Despite a lengthy recession that has produced the highest unemployment rate since the early 1980s, companies are having a hard time finding qualified people for job openings—a situation that requires fundamental changes in U.S. education and training systems, according to a new report by a group of large corporations.
A commission sponsored by the Business Roundtable, an organization composed of chief executives of 160 companies, released the paper Wednesday, December 9, urging business, educational institutions and government to improve the U.S. talent level.
“Our workforce increasingly finds itself lacking the skills and education demanded by the growing needs and challenges of today’s global marketplace,” states the report of the Business Roundtable’s Springboard Project, “Getting Ahead—Staying Ahead.”
“Even in the midst of a historically deep recession and soaring unemployment, jobs go unfilled because of a mismatch between the skills and experience of job applicants and those in demand by employers.”
The report calls for increasing incentives for post-high school education and training; developing national skill credentials that can be carried from job to job; making education more widely available in part by delivering it online and in customized ways; utilizing community colleges to a greater extent; and inculcating the notion of lifelong learning.
A member of the commission said business and educational institutions must cooperate to identify and meet skill demands in local economies.

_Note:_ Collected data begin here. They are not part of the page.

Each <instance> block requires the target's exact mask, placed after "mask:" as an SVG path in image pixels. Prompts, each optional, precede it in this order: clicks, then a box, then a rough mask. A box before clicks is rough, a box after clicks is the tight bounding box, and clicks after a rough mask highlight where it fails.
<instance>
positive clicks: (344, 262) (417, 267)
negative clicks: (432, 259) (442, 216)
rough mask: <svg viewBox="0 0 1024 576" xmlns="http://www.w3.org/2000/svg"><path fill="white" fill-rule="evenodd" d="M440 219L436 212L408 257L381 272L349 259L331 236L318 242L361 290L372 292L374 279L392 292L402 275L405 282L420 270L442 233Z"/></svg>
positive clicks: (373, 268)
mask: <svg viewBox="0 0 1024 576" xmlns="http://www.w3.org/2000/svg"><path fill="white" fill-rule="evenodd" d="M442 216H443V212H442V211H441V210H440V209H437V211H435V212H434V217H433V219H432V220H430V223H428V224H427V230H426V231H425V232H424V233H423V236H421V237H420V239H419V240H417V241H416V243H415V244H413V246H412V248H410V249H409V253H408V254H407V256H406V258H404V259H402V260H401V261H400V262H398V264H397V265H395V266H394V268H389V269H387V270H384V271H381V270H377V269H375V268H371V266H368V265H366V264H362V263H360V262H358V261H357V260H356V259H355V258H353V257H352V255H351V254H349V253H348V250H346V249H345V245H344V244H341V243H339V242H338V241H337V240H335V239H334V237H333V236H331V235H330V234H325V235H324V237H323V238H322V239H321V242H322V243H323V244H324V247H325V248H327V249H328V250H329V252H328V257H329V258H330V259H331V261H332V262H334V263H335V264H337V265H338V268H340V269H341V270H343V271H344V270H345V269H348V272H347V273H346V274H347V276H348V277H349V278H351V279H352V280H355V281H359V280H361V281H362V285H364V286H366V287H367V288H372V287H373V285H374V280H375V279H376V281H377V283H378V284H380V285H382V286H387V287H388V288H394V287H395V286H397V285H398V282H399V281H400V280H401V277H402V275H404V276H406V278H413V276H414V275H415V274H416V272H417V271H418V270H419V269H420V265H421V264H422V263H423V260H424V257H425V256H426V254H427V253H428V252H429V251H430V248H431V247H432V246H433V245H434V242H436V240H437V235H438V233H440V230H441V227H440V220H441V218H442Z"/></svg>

“We need to do a better job of connecting the world of education to the world of work,” said David Dougherty, president and CEO of Convergys, at a Washington news conference.
Community colleges provide a key intersection, according to Gail Mellow, president of LaGuardia Community College in New York.
“We get how to be responsive,” Mellow said. “We know how to be nimble. What is needed is a skill credential that makes a difference in the workplace.”
The chair of the Springboard Project vowed that the report would spur improvements in education rather than gather dust on a shelf in Washington.
“This town produces a lot of nice reports,” said William Green, chairman and CEO of consulting firm Accenture. “They think once the report is produced, the job is done. We think that when the report is done, the job begins.”
Companies will stay involved in the process, Green said, because the Business Roundtable will ask each of its members to work on education and training initiatives with at least one state, community college or other two- or four-year college, school district or nonprofit organization.
They also will contribute to Workforce 101, an Internet-based, free course on workplace requirements for high school and college students.
Finding strong job candidates is one of the top two or three priorities for most companies.
“People are desperate to attract talent across the board,” Green said.
That focus, in addition to a commitment from the Obama administration on education and training, enhances the timing of the report, according to Green.
“We are at a defining moment,” Green said. “Do we have the will to seize the day?”
Congress is considering two bills that relate directly to training. A measure that has passed the House would provide about $10 billion of the $12 billion President Barack Obama requested for bolstering community colleges. Another bill would update the Workforce Investment Act, the law that governs many postsecondary training programs.
At a time when every policy matter is viewed in the context of the soaring federal budget deficit, Green said the business group is not seeking billions of new government dollars.
“Our going-in position has to be that we really rethink and repurpose what we spend money on today to get the right outcomes,” Green said.
In the meantime, businesses are searching for job candidates who have the analytical and communication skills to help them compete.
“Talent is a global commodity,” Green said. “The companies and countries with the best people win.”